This is Eavesdrop, a series of conversations between artists, playwrights and audience members. Below, we listen in on a conversation between Playwright Andrew Rosendorf and Director Rachel Fowler as they talk about the emotional toll of war, and the heart of Andrew's new play.
Local Theater Company is proud to present the staged reading of Andrew's play, Paper Cut, on Sunday, April 22 at 1pm at Dairy Arts Center. Tickets are $5 for students, $10 for Under 30, and $20 for adults. Limited seats remain. Buy online here.
Andrew, I can’t wait to head to Boulder to work on this new play with you. It is a stunning, beautiful portrayal of life after war. Recently, you shared with me that, as a playwright, you have an interest in questions of sexuality and identity—and a desire to reframe stereotypes as a gay man.
As you’ve approached this new work, what have your characters taught you? And what do you hope to provoke in the audience as they hear your play for the first time?
I’m going to admit, Rachel, that this is a hard question to answer without being emotional—emotional in that that’s where I write from and the only way I know how to give language to those questions.
This story has been a long journey for me and I think that’s because the play, while not directly about my life, in some ways is very directly about my life, to the raw honest core. I’m talking about the loneliness of being a gay man in a world that tells you that you are less than, to the cold and emptiness of technology being the main avenue today for people to connect, to struggling with understanding what it means to really live as yourself and not as you think society wants, which is so ingrained down to the subconscious.

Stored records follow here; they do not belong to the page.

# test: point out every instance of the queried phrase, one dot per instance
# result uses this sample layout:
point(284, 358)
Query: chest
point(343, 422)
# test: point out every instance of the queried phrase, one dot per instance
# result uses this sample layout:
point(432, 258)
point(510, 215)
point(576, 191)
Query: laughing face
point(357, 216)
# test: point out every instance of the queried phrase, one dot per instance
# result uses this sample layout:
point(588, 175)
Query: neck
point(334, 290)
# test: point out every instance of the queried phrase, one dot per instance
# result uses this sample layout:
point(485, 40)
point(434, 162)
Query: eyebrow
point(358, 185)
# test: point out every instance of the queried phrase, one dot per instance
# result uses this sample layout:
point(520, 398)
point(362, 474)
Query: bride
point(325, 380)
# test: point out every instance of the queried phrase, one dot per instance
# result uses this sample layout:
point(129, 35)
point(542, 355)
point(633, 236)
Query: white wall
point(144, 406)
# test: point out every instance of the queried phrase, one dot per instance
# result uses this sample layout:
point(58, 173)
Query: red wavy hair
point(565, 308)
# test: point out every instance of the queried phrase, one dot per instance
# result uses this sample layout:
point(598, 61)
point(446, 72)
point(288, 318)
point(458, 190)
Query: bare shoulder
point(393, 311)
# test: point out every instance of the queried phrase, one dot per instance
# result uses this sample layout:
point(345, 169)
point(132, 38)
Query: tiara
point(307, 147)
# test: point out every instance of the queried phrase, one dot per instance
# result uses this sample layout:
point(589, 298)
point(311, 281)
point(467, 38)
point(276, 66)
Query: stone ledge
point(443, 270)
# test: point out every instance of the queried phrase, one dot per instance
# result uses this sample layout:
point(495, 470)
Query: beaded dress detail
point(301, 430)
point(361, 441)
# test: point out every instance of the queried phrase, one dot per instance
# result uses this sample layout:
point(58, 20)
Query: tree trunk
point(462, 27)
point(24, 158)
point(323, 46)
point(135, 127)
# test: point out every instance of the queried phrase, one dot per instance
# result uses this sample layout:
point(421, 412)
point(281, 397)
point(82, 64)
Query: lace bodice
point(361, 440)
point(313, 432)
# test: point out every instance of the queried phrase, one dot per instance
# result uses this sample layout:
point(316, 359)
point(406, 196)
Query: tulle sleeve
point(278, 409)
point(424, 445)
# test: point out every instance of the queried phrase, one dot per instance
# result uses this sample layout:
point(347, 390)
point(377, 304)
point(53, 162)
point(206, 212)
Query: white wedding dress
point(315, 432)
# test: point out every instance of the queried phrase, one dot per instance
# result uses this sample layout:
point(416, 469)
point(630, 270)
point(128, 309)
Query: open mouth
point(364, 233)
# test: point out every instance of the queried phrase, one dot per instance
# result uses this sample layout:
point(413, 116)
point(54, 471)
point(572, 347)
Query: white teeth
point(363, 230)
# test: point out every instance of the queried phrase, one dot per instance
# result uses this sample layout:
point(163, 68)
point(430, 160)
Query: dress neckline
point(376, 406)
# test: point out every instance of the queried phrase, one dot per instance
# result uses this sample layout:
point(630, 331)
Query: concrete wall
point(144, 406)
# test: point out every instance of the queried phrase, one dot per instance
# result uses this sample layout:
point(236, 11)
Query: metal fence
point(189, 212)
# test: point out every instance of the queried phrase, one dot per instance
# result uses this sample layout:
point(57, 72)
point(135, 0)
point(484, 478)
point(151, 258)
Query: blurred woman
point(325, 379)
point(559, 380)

My characters have taught me that everyone is deserved of being loved no matter the ways we try not to be—or those dark moments where we feel we might not be worthy of being loved.
My hope is that an audience will experience a story that is bare… a story that doesn’t hold back. And that they might receive a story that challenges them and moves them at the same time. That they leave asking questions about the nature of love, and the nature of how we as a country treat our veterans, and looking anew, or again, at how detrimental polices of the United States are when it comes to sexuality are still causing pain today.
Rachel, does any of the above resonate with you? Or are there other things you think about?
This is what I love about your writing, Andrew, that you offer up moments that have stayed in the shadows, moments that perhaps have been obscured by shame or simply because they typically happen when we are alone. We get a chance to see, to feel, and to know that we are all tethered by the same things—all worthy—regardless of our makeup.
There is something quite bold and scary in the vulnerability you ask of us, and of the audience. We have to hold space for Kyle’s recklessness, Chuck’s love, Jack’s anger, and Harry’s immaturity. By holding the space for them, we can hold that space for ourselves, and widen it. We are capable of so much compassion, so much empathy, and I think at times we can forget that in our busy online lives. I hope there will be recognition of the kindness we are all capable of.
Paper Cut, as well as some of your other work, puts on stage moments of intimate exploration of the body. How have you found audiences reacting to these moments? How have your actors responded to what you’ve asked of them?
I’ve found actors have embraced the challenge and I think that’s because the exploration of the body is rooted deeply to our humanity and needs and desires as human beings. The work definitely asks for nakedness of emotion as well as physical nakedness, which just always feel, for me, connected.
And this is never about the need for nakedness on stage but an attempt to explore that which we in our lives don’t often talk about. And which I feel like we’d all be better for talking about.
I have a feeling I’m going to learn quite a lot in Boulder about this play. As you bring actors to the piece, Rachel, what are you most looking forward to learning about the play?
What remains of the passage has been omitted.